A train engineer admitted he intentionally derailed the train near a hospital ship that was sent to Los Angeles to provide aid in the early stages of the Covid pandemic.

LOS ANGELES (CN) — An engineer pleaded guilty to intentionally running a train off the tracks in the port of San Pedro, California, near a Navy hospital ship docked there to provide assistance to Los Angeles hospitals in the early stages of the Covid pandemic last year.

Eduardo Moreno, 45, of San Pedro, pleaded guilty to one count of committing a terrorist attack, according to a statement Thursday from the U.S. Attorney's Office in Los Angeles. He faces up to 20 years in prison when he is sentenced March 11.

The USNS Mercy, a 1,000-bed hospital ship, was deployed in San Pedro from March to May 2020 to treat patients that weren't infected with Covid-19 to alleviate the pressure on Los Angeles-area hospitals overwhelmed with huge numbers of Covid patients.

Moreno ran a locomotive at full speed off the end of the railroad tracks near where the ship was docked. He failed to do any damage to the ship itself and no one was injured in the attack.

The train's momentum pushed it through a concrete barrier, a steel wall, a chain link fence and past two lots into yet another chain-link fence, according to a criminal complaint. The damage from the derailment amounted to $700,000, according to the Justice Department.

After the derailment, Moreno told police and FBI agents that he was suspicious of the Mercy and that believed it had an alternate purpose related to Covid-19 or a government takeover. He also said “he did it out of the desire to ‘wake people up,’” according to the government.

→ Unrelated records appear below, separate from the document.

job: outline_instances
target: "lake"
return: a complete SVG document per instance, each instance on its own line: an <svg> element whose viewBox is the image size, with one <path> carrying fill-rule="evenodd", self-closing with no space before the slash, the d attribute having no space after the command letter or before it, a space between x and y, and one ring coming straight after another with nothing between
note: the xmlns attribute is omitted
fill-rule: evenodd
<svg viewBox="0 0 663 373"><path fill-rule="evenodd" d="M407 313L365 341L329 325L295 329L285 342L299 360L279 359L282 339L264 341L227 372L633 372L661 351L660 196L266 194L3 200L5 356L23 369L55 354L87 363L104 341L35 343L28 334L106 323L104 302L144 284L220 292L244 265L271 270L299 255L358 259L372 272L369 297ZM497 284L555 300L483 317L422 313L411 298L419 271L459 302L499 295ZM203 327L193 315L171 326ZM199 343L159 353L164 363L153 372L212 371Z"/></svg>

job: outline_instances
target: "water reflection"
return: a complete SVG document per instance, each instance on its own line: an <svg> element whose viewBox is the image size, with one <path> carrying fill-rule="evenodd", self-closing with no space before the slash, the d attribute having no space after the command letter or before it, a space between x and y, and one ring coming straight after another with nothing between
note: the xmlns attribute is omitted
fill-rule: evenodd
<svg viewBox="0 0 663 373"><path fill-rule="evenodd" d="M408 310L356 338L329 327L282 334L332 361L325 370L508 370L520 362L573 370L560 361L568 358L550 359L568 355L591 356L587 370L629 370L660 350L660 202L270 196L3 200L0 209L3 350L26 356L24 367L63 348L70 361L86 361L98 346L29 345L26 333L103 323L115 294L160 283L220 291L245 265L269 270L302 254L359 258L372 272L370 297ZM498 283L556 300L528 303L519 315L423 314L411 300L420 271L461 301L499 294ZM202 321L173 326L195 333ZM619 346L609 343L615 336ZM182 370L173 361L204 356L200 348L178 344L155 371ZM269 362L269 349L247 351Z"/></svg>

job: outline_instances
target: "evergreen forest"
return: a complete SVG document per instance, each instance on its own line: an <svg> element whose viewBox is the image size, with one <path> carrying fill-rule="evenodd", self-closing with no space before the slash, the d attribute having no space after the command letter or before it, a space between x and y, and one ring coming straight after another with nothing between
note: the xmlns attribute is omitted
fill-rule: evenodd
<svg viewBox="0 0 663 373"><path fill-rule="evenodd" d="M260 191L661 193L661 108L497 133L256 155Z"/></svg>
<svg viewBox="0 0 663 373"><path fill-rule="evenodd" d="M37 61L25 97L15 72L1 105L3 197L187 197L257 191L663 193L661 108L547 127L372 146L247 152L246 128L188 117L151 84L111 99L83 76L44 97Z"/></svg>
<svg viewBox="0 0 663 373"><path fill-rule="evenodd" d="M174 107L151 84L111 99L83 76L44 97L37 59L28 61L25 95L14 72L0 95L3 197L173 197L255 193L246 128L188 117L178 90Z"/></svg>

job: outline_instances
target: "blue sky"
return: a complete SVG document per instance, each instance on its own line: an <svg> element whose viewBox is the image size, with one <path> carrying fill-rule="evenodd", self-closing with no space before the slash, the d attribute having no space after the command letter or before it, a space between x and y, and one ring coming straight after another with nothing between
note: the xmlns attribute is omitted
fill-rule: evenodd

“You only get this chance once,” Moreno told California Highway Patrol officer Dillon Eckerfield, who was at the scene of the crash, according to court papers. “The whole world is watching. I had to. People don’t know what’s going on here. Now they will.”

In an interview with LA Port Police, Moreno said he acted alone, that he knew his actions would bring news media attention and that he had not planned the crash, which prosecutors characterized as an “attempted attack.”

A video of the crash reviewed by LA Port Police shows Moreno in the train’s cab holding a lighted road flare and flipping his middle finger to the security camera, prosecutors said.

“Sometimes you just get a little snap and man, it was fricking exciting,” Moreno said, according to the affidavit. “I just had it and I was committed. I just went for it, I had one chance.”

Moreno's lawyer didn't immediately respond to an email seeking comment on his client's guilty plea.